Qu’est ce que ça fait plaisir de te lire à nouveau !!!
Merci pour cette intervention. Les jouets du mercredi dans leur jus, tu sais j’ai eu l’idée en pensant à toi, clairement. Je suis heureux si ça te plaît. Chaque numéro t’est un peu dédié tu sais.
Bon repos et comme l’a dit Julien tu seras toujours bien accueilli si un retour se profile.
A bientôt 😘
Nicko!!! 🙂 Quelle joie de parcourir ces quelques lignes rédigées de ta main ! Je suis heureux d’avoir un peu de tes nouvelles à travers ton commentaire. Cela fait tellement plaisir… Je t’envoie toutes les ondes positives en ma possession et celles dégagées par la bienveillance de nos héros favoris. IndiNicko Jones is a rock!!! À bientôt….
Blaster… C’est un dossier vraiment génial !! J’ai adoré ton travail de recherche! Quel plaisir de lire ce type d’article! Merci beaucoup !!
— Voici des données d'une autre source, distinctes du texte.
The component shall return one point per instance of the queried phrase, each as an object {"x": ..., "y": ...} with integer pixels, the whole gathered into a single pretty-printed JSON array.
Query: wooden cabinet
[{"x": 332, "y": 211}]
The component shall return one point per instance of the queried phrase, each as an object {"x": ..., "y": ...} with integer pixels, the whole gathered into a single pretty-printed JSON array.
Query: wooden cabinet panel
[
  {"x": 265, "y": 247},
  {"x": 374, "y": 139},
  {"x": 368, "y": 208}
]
Merci camarade chevalier. Comme je l’explique dans l’article, c’est un sujet que je traine depuis quelques mois et qu’il me tardait de concrétiser. Je suis ravi de lire vos commentaires, réactions et enrichissements.
Super article.
Ça me rappelle quand j’ai lu quelques romans de Capitaine Futur ( Capitaine Flam) et que j’y ai vu ( impression personnelle ) le monde dans lequel évoluent les héros de Star Wars.
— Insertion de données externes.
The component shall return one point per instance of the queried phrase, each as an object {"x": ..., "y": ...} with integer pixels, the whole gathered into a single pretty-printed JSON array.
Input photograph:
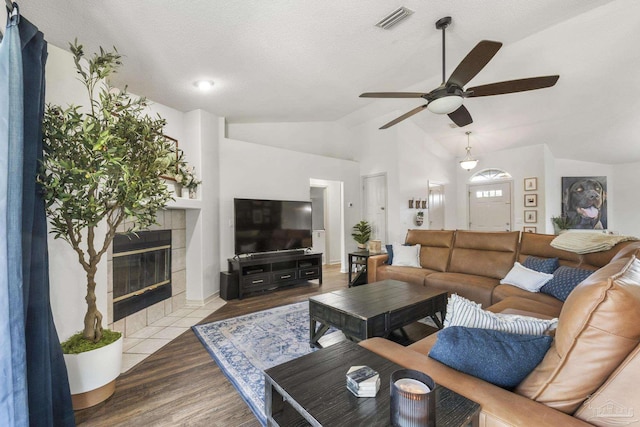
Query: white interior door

Quand je regardais Capitaine Flam ou Cobra, je me disais que ça surfais sur la vague SF et l’univers imaginé dans Star Wars avec ces mondes et toutes ces espèces différentes mais malgré tout cohérentes. J’ai été surpris quand j’ai vu que tout cet univers de Capitaine Futur que je pensais inspiré de Star Wars est déjà présent tel quel dans les romans en 1940.
Encore merci pour ce bel article.
Lucas, à l’instar de Toriyama n’a pas inventé grand chose. Il ne se sonymt jamais cachés d’avoir été inspirés par tout un tas de truc. Leur génie réside dans la manière dont ils ont tout imbriqué et dans cette façon de nous surprendre par une narration inventive.
Merci Julortk, c’est effectivement un biais qu’on a tous de lier premier contact que nous avons avec une matière avec l’oeuvre précise qui nous l’a fait découvrir.
C’est toujours un plaisir de voir les réactions que ces articles (étonnamment très personnels et subjectifs) peuvent susciter.